Anyway, this section of my lawn looks like garbage IMO (the rest is great!). It's TTTF with some random ugly circle patches of fine fescue in random spots. I absolutely hate how it looks and want to reno it this summer.

My question is, since it's infested with tree roots, am I just wasting my time and money by gly'ing/top soiling/seeding? I feel that it looks gross because of the tree roots, and you can see from the pictures that it starts looking better the further away from the tree you go.

I've got a patch on the other side of my driveway that's a nice green with no trees nearby.







Other side of driveway:


----------



## JML (Jul 26, 2021)

I think you've already answered your question. The tree isn't getting any smaller, so the roots will only get bitter. The big tree is really your main culprit. I'm surprised it hasn't destroyed the sidewalk, driveway, sewer line yet.


----------



## Rxrep (Jun 9, 2021)

I don't think it would be a complete waste of time. The turf that you currently have is not good quality so you could probably improve on that. However, it's not an ideal situation, obviously. The only experience I personally have with this is my son's house. He has one side of his property that is what you described., infested with tree roots. I help him out with the lawn and what I've noticed is that we have to run the irrigation longer on that side...which would make sense. Good luck.


----------



## Green (Dec 24, 2017)

In that situation, I'd rather reseed bare spots, and/or overseed areas as needed. The grass you have there already is tolerant of the roots and shade, so if you seed spots, you'll want to overseed with similarly tolerant seed, like a Tall/fine rescue mix. You can also top dress the roots from time-to-time when seeding, but it will be tough. A Reno in this situation would be even tougher.


----------



## Old Hickory (Aug 19, 2019)

I don't think it looks so bad and I'll bet your neighbors don't either. Maybe you could do a slight renovation to replace the fine fescue with a more shade-tolerant TTTF then go to a taller cut so that the roots are not so noticeable.


----------



## spaceman_spiff (Feb 5, 2021)

Rxrep said:


> I don't think it would be a complete waste of time. The turf that you currently have is not good quality so you could probably improve on that. However, it's not an ideal situation, obviously. The only experience I personally have with this is my son's house. He has one side of his property that is what you described., infested with tree roots. I help him out with the lawn and what I've noticed is that we have to run the irrigation longer on that side...which would make sense.
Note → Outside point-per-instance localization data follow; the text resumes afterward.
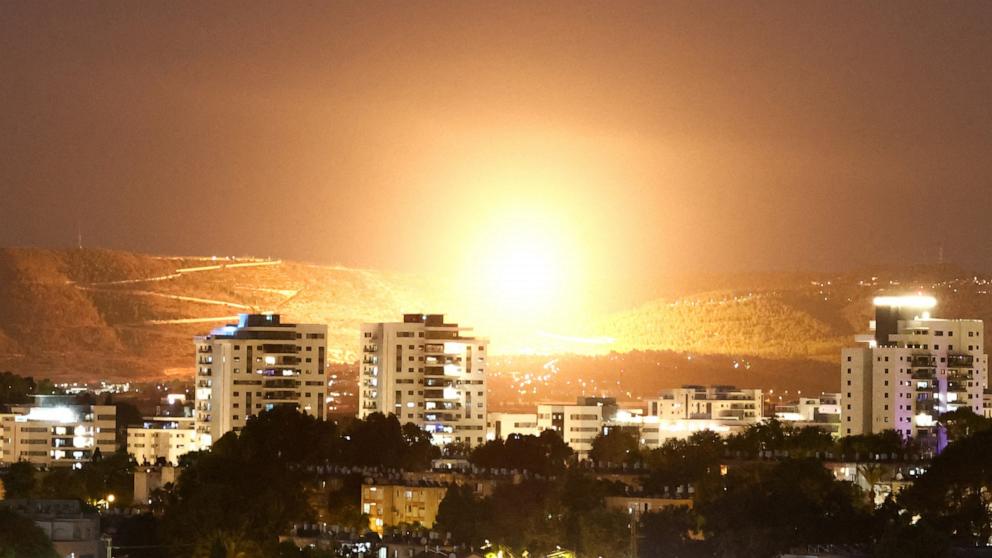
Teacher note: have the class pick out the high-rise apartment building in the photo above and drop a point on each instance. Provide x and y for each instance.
(910, 369)
(56, 431)
(256, 365)
(427, 372)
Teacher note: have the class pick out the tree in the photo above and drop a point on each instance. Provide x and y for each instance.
(952, 496)
(963, 422)
(462, 515)
(546, 454)
(19, 480)
(668, 532)
(615, 447)
(21, 538)
(235, 499)
(770, 509)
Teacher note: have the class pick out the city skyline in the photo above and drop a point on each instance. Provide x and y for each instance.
(603, 149)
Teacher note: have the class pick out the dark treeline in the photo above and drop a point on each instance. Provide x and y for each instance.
(759, 493)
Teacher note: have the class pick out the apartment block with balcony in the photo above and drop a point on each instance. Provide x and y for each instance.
(56, 432)
(391, 504)
(427, 372)
(161, 439)
(714, 403)
(502, 425)
(911, 368)
(578, 423)
(822, 412)
(258, 364)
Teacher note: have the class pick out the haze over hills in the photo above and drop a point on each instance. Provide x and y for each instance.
(88, 314)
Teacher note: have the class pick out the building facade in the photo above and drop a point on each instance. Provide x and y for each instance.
(578, 423)
(722, 403)
(74, 531)
(389, 505)
(501, 425)
(161, 438)
(258, 364)
(427, 372)
(822, 412)
(910, 369)
(57, 432)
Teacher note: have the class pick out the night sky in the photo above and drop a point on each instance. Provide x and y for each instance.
(632, 140)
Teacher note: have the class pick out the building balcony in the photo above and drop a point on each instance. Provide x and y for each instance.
(277, 382)
(278, 371)
(923, 360)
(281, 395)
(960, 361)
(956, 387)
(280, 349)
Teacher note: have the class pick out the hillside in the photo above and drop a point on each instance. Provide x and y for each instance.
(86, 314)
(789, 316)
(98, 313)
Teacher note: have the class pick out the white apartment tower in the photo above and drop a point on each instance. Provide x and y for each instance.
(717, 403)
(427, 372)
(910, 369)
(256, 365)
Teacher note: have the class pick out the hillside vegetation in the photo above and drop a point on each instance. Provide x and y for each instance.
(87, 314)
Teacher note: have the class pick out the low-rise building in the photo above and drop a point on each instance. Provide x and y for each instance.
(501, 425)
(822, 412)
(73, 532)
(149, 479)
(578, 423)
(55, 431)
(645, 504)
(161, 438)
(721, 403)
(389, 505)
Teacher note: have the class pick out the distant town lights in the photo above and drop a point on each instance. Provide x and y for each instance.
(911, 301)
Good luck.


Yeah, I think part of the reason why it looks garbage (to me) is I didn't really irrigate it based on the tree roots sucking up a lot of the water. I've since adjusted my Rachio to water to a 4" depth vs 3, so hopefully that will help it out a bit.

But I really really really hate the look of the random fine fescue patches. And I also just don't like how fine fescue looks anyway, regardless of the patchy state of it.



Green said:


> In that situation, I'd rather reseed bare spots, and/or overseed areas as needed. The grass you have there already is tolerant of the roots and shade, so if you seed spots, you'll want to overseed with similarly tolerant seed, like a Tall/fine rescue mix. You can also top dress the roots from time-to-time when seeding, but it will be tough. A Reno in this situation would be even tougher.


Yeah, it's semi-tolerant of the roots/shade, but I hate how it's just grass salad out there. I'd much rather nuke it and get my SSS mix of 90% SS1000 Tall Fescue Blend / 10% Midnight Kentucky bluegrass down since it looks SO much better. It's what I have in my back yard currently and it looks great, but I'd rather not do it if it's going to be a waste and not able to develop because of the tree roots.



Old Hickory said:


> I don't think it looks so bad and I'll bet your neighbors don't either. Maybe you could do a slight renovation to replace the fine fescue with a more shade-tolerant TTTF then go to a taller cut so that the roots are not so noticeable.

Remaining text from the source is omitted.